Wednesday, September 01, 2004

The Tricks of Shopping

It came to my attention late Monday night that I was completely without the essentials of food. Thus it was at 9:30 at night that I braved the wilderness of the West Village to forage for something to keep me alive for a few more days. Specifically, I needed: One (1) Gallon of Milk, One (1) Loaf of Bread, One (1) Jar of Pickles.

This would be the story of how I went out on a three item quest and ended up spending 30 dollars and returning with 9 lbs of ribs and no milk, but it is an intricate and complex story that I don't have the patience for.

Okay, nevermind, I've distilled the essence of it exactly: Jason has poor impulse control and buys everything in the store that looks tasty, but has no memory and forgets what he came for. The end.

As someone once said, it's very difficult to become a novelist when you're as good at getting to the point as I am.

I will, however, present a list of important things I learned on this adventure.
In no particular order:

  • Don't mess with the Produce Lady, because she will totally cut you.
  • If you get a cart with uneven wheels, exchange it immediately, or you may lose control of it at an inopportune time and crash into a huge display of tuna and make a whole bunch of noise and cause people to stare.
  • When a girl gives you a look that one generally reserves for shockingly dressed whores, before you give her a piece of your mind check your clothing to see if she may have a point about the inappropriate nature of your clothes.
  • And coming from above...Always check what you are wearing before you leave the house to make sure, a) there are no large holes in your shorts that reveal too much information about yourself and b) that the shirt you are wearing is not so small that when you reach for something on the top shelf you expose your entire torso.

(Jason's Painful Realization of the Night: "Dear God, I'm dressed like a
man-whore in Albertsons at 10:00 at night.")

(Jason's Second Thought: "Do they kick whores out of the store?" [girl walks by] "Oh, I guess not.")

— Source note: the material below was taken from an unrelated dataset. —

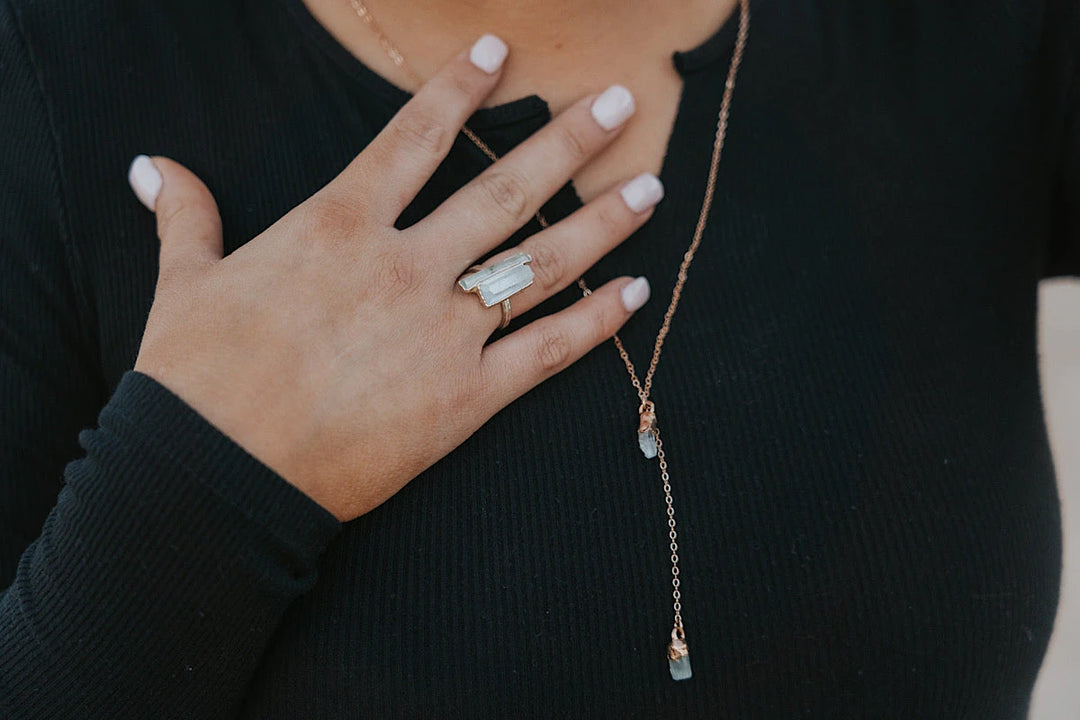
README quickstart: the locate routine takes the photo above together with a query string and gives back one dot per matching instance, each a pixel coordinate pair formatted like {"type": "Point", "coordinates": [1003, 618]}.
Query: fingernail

  • When you are in the checkout line (apparently dressed like a whore) and see someone from your badminton class last semester, hide behind the impulse items to avoid a very painful conversation that ends with the line "Well, it looks like you ended up doing okay for yourself."
(Jason's Internal Conversation: "Exactly how should I take that? As a
compliment, obviously. But I think he just assumed I was a prostitute. But a good one. Shut up.")

All these lessons brought to you as a Public Service Announcement. May you always have healthy, happy, and solicitation-free grocery runs.

1 comment:

Anonymous said...

(from Frank)

Jason you can totally a whore. Why try and hide it? Be proud to what you are! keep yo chin up--not too high. People night think that you're insane as well as trashy.